Latest News
The tragedy of former OpenAI researcher Suchir Balaji puts 'Death by LLM' back in the spotlight 19 December 2024 at 14:56

The tragedy of former OpenAI researcher Suchir Balaji puts 'Death by LLM' back in the spotlight

Balaji's concerns

About a month before Balaji died, he published an essay on his personal website that addressed how AI models are created and how this may be bad for the internet.

He cited research that studied the impact of AI models using online data for free to answer questions directly while sucking traffic away from the original sources.

The study analyzed Stack Overflow and found that traffic to this site declined by about 12% after the release of ChatGPT. Instead of going to Stack Overflow to ask coding questions and do research, some developers were just asking ChatGPT for the answers.

Other findings from the research Balaji cited:

There was a decline in the number of questions posted on Stack Overflow after the release of ChatGPT.
The average account age of the question-askers rose after ChatGPT came out, suggesting fewer people signed up to Stack Overflow or that more users left the online community.

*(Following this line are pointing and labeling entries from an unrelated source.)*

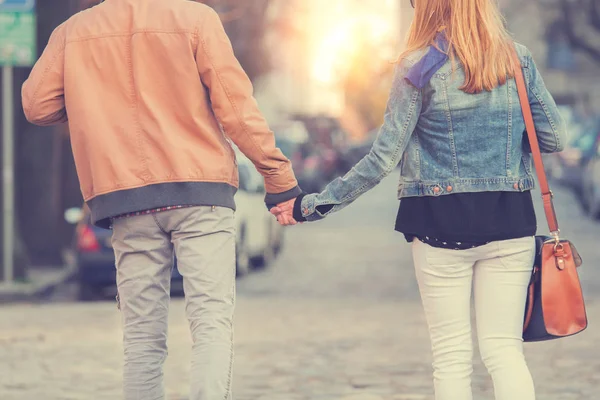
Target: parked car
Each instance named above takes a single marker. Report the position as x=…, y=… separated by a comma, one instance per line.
x=259, y=239
x=259, y=235
x=590, y=183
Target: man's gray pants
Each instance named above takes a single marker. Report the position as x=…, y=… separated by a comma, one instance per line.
x=203, y=239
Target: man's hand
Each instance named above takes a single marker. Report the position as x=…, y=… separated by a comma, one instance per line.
x=285, y=213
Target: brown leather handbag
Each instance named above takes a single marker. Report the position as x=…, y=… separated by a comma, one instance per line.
x=555, y=307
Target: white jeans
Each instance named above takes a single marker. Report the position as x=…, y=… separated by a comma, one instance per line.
x=499, y=273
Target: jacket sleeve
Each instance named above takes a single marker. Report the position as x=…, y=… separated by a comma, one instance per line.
x=550, y=126
x=43, y=94
x=403, y=111
x=231, y=94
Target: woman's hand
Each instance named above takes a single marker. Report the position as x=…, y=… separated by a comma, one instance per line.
x=285, y=213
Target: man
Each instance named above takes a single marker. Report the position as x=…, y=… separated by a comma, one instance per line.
x=146, y=86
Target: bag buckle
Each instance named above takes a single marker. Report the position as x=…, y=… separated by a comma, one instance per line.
x=556, y=236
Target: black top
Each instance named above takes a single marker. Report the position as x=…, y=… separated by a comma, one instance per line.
x=469, y=219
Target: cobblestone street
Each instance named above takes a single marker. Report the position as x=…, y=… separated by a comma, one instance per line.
x=336, y=317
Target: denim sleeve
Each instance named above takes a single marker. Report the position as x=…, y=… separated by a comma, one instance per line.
x=402, y=114
x=549, y=124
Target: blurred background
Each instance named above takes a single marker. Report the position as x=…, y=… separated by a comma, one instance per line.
x=322, y=71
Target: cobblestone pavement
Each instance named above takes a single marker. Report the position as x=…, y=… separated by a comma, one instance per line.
x=336, y=318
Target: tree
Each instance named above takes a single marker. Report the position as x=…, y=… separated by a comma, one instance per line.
x=246, y=23
x=577, y=22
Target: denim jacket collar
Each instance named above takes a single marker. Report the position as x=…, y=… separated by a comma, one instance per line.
x=422, y=72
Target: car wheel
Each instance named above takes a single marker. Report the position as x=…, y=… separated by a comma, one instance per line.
x=89, y=293
x=242, y=256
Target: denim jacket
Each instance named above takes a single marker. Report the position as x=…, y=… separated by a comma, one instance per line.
x=447, y=141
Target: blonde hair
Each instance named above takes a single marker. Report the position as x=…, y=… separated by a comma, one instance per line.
x=476, y=35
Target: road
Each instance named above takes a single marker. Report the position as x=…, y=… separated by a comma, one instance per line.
x=337, y=317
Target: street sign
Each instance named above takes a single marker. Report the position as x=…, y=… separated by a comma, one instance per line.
x=17, y=33
x=17, y=5
x=17, y=48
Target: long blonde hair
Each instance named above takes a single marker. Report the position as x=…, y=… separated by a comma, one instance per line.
x=476, y=35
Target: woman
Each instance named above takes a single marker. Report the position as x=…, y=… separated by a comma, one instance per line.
x=454, y=124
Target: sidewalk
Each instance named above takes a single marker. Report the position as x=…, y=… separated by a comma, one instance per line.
x=42, y=281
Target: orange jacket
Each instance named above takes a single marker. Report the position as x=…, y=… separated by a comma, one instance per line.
x=146, y=86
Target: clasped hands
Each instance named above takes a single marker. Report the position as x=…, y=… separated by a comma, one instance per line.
x=285, y=213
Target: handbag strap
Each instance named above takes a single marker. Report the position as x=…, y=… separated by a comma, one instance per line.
x=547, y=195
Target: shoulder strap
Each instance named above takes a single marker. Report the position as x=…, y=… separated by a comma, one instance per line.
x=547, y=194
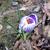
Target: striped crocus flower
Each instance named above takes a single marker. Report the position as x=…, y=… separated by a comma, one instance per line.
x=28, y=23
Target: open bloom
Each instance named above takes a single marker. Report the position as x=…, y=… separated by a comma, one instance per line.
x=28, y=23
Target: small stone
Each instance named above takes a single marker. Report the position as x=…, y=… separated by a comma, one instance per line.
x=23, y=8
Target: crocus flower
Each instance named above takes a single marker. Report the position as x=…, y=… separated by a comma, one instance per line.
x=28, y=23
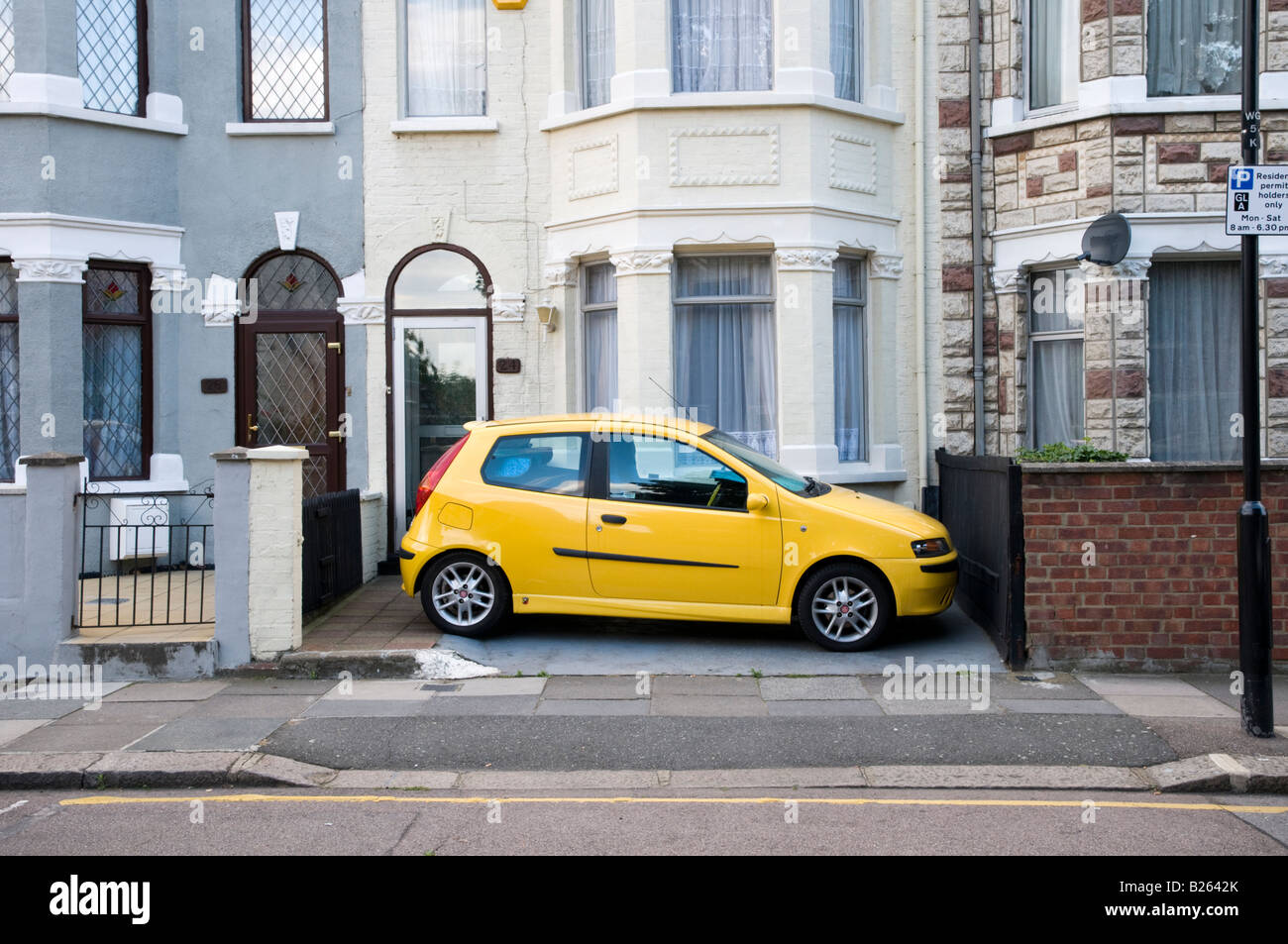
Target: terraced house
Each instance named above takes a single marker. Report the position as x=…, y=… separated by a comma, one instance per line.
x=1127, y=106
x=702, y=206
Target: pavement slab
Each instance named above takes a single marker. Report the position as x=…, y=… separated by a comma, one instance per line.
x=1171, y=706
x=592, y=686
x=707, y=706
x=167, y=691
x=1057, y=706
x=253, y=706
x=588, y=706
x=833, y=708
x=209, y=734
x=819, y=687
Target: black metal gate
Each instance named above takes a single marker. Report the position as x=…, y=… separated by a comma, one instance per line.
x=333, y=548
x=979, y=502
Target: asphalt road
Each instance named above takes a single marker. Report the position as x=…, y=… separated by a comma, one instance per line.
x=859, y=822
x=691, y=743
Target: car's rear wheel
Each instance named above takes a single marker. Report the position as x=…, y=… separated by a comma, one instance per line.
x=465, y=594
x=845, y=607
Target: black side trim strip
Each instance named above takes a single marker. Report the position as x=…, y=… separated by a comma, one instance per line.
x=947, y=567
x=634, y=559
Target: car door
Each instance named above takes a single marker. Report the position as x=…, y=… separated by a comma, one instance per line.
x=529, y=500
x=668, y=520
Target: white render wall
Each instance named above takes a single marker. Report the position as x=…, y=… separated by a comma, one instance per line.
x=794, y=174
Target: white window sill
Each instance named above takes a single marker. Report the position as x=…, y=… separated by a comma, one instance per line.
x=52, y=110
x=724, y=99
x=855, y=472
x=1171, y=104
x=254, y=129
x=455, y=123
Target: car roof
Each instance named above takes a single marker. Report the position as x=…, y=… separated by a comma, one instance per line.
x=652, y=420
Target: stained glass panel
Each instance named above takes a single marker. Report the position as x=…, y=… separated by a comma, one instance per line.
x=294, y=282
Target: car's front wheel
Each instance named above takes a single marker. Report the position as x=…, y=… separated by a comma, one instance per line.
x=845, y=607
x=465, y=594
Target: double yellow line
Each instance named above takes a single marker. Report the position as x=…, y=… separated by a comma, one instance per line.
x=656, y=800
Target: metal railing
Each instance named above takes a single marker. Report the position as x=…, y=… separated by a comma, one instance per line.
x=143, y=559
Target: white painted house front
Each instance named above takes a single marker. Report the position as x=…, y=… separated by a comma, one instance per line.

This suggests that AI models could undermine some of the incentives that created the information-rich internet as we know it today.

If people can get their answers directly from AI models, there's no need to go to the original sources of the information. If people don't visit websites as much, advertising and subscription revenue may fall, and there would be less money to fund the creation and verification of high-quality online data.

MKBHD wants to opt out

It's even more galling to imagine that AI models might be doing this based partly on your own work.

Tech reviewer Marques Brownlee experienced this recently when he reviewed OpenAI's Sora video model and found that it created a clip with a plant that looked a lot like a plant from his own videos posted on YouTube.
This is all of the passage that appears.